In her memo, Mayer wrote that “Speed and quality are often sacrificed when we work from home.”

To which I would ask, “Show me the money.”

I’ve spent the better part of the last two decades working at IBM, and I would say that my career has been about evenly split: Half in an office, half working from home.

Upon reflection, I’m not sure I could say there was more productivity or innovation that could be attributed to working from one location or another.

While I’m not discounting the serendipitous opportunities for mixing it up that can come through working in a physical office with colleagues, I can attest as well that it can have the opposite effect — too many interruptions, too many meetings, too much lost productivity.

For me, work is a state of mind and being, not a location. It’s something that I do, not a place that I go.

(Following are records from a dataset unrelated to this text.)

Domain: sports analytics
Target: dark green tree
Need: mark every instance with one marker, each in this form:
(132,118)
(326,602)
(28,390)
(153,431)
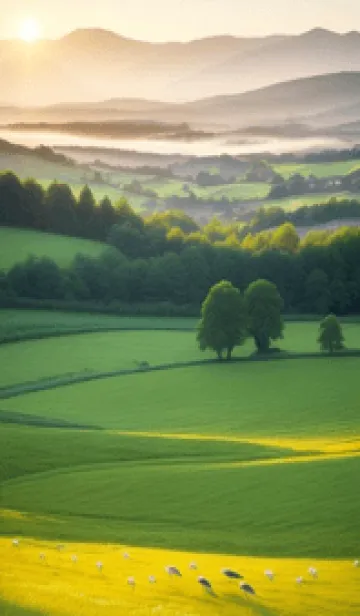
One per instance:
(85,213)
(331,338)
(317,291)
(263,307)
(223,322)
(61,209)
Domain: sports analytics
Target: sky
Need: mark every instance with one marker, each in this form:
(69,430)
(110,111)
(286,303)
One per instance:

The technologies that IBM and others have built have eliminated the perceived need for constant physical proximity.  Using IBM Notes, Sametime, and Connections our world is one big virtual office, with more than enough software capability to bind us together in a seamless fabric, one that increasingly transcends both space and time.

And perhaps that’s another key difference.

In a global company like IBM, we typically work daily with people from around the world.  But I can’t wake up Monday morning and decide I need to drop by the office in Bangalore. That’s typically a 20+ hour journey from Texas, and as far as commutes go, that would probably be on the outer boundaries of long commutes!

But I can virtually stop by Bangalore daily, chatting with colleagues via instant messaging, or at minimum exchanging emails or posts in our internal IBM Connections platform.

The Wall Street Journal’s AllThingsD columnist Kara Swisher writes on this topic this morning, with the headline “Despite Yahoo Ban, Most Tech Companies Support Work-From-Home for Employees.”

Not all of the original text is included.